Хотя в голосе Алесдера она не уловила никакого трепета, все-таки была уверена, что чувство тут таится — бурлит и кипит под его кажущимся безразличием. Он, пошевелив плечами под ручками рюкзака, устроил его поудобнее, а Нелл вручил маленькую пластмассовую закрытую сумочку. Сквозь пленку была видна яркая упаковка шоколадки и круглый тюбик мятных пастилок.

— Неприкосновенный запас, — кратко пояснил Алесдер. — Только на тот случай, если мы разойдемся. Положите в карман. Питья нет, но вода в ручьях совершенно безопасна, и она повсюду, как вы убедитесь сами.

— Вы обо всем помните, — восхищенно произнесла Нелл, пряча пакет.

— В горах лучше быть внимательным. Каждую неделю люди теряются и ломают конечности. Предусмотрительность не повредит.

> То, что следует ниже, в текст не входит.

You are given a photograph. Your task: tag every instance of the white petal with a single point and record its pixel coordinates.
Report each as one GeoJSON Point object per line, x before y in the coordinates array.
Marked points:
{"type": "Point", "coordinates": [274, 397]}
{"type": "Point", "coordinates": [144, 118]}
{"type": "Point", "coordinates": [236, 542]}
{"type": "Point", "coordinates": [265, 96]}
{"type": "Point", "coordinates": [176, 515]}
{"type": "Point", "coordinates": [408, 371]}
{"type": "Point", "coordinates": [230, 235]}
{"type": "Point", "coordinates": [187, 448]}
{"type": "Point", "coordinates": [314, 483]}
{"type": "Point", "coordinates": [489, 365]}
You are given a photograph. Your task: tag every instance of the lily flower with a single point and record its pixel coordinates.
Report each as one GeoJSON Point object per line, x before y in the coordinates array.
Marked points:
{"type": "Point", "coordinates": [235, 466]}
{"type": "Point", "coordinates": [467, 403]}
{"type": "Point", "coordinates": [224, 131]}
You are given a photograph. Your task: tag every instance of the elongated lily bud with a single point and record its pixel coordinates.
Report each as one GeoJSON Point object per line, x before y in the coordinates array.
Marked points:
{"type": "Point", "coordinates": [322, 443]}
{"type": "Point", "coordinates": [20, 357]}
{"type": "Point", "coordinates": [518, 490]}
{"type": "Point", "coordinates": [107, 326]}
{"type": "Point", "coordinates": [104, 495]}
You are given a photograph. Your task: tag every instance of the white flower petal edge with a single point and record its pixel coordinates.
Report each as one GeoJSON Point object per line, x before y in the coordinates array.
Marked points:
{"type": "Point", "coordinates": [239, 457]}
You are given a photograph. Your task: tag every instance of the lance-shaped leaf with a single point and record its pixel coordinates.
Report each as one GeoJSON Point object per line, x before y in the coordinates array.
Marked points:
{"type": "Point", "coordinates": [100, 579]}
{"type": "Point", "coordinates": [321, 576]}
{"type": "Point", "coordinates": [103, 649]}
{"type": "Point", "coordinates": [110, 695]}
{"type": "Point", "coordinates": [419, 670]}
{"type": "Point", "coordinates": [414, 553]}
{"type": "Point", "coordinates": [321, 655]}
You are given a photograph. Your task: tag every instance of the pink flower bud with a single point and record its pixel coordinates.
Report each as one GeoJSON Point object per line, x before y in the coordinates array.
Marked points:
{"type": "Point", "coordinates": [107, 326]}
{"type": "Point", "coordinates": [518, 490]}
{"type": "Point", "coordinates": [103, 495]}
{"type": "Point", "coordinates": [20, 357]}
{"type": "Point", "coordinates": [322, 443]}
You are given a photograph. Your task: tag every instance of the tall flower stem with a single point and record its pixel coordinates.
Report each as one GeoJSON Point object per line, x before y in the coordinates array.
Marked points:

— Конечно, не повредит. — Они оба все еще чувствовали себя неловко. Глубоко вздохнув, Нелл погрузилась в преодоление предательского мелководья, надеясь, что она не будет таким уж безнадежным тихоходом.

— Она была хорошенькая, ваша жена? — спросила Нелл.

Теперь уже они отошли от парковочной стоянки, пролезли через лаз в стене, направляясь прямо к берегу реки по разросшейся длинной траве. Алесдер шел, наклонив голову, отыскивая среди кочек места, куда поставить ногу, и его ответ довольно невнятно прозвучал из-за воротника куртки.

— Да, я считаю, что хорошенькая. Даже красивая. У нее были темные волосы, глаза карие, а кожа белая, как у горных шотландцев.

— Должно быть, тяжело это — ходить без нее, раз она с вами разделяла это увлечение. Я удивляюсь, что вы все еще не потеряли к этому интерес.